Henry SwanHenry Swan was curator of the St George's Museum between 1875 and 1890. He was the first curator of the Museum, and the only curator who served at the Walkley site.
Ruskin gave an account of his arrangement with Swan in Letter 62 (February 1876) of
Fors Claverigera:
'I have appointed a curator to the Sheffield Museum, namely, Mr. Henry Swan, an old pupil of mine in the Working Men's College in London; and known to me since as an estimable and trustworthy person, with a salary of forty pounds a year, and residence.

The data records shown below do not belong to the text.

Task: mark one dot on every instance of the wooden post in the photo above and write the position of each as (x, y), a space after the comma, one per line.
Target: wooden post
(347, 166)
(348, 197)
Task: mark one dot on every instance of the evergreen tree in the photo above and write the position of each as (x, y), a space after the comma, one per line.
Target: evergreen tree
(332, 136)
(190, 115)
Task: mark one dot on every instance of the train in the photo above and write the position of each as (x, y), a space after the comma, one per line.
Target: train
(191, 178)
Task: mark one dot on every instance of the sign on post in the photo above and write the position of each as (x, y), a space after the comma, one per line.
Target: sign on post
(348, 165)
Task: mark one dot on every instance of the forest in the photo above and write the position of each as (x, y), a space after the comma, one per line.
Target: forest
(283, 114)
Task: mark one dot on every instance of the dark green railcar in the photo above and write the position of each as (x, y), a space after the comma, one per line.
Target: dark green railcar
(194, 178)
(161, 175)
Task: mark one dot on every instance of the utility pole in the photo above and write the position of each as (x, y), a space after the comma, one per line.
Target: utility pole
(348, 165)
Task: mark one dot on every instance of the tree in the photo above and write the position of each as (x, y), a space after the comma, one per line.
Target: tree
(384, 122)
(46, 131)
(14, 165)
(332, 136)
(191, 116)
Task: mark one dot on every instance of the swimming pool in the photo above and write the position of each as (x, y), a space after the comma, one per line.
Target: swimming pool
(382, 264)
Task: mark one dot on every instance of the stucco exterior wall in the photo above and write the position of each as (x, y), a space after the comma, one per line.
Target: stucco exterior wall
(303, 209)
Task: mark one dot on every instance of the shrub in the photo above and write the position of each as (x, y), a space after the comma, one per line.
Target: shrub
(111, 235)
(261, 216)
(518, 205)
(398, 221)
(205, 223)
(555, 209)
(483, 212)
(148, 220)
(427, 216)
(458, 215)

He is obliged at present to live in the lower rooms of the little house which is to be the nucleus of the museum:-- as soon as we can afford it, a curator's house must be built outside of it' (
Works, 28, p. 529).
Cook and Wedderburn provide a colourful description of Swan's character and qualifications:
'Henry Swan, the first curator, was very much a character, and it was impossible to visit the little Museum at Walkley without carrying away a vivid remembrance of him. He had been apprenticed to a copper-plate engraver in London, and was [...] a pupil under Ruskin at the Working Men's College. He became an adept at manuscript illumination [...] and Ruskin entrusted to him the engraving of a plate in
Modern Painters. He was a convert to Quakerism [...] Quakerism seemed to him spiritually akin to the mediaeval art which he chiefly loved. "It was difficult to imagine that he whom one saw at Sheffield trudging up the steep hills, Scotch cap on head, and coat-tails flying, whilst carrying home over his shoulder a sack of potatoes or apples (for there was "no nonsense" about him, and he was always a very active man) could at one time have been a fashionable photographer in Regent Street. Yet he had invented what was considered at the time an important improvement in photography. He was also the parent of a method of musical notation, and had perfected a system of phonetic spelling. He was one of the first to introduce the bicycle into this country, and at another time made an attempt to popularise the throwing of the boomerang as an athletic exercise.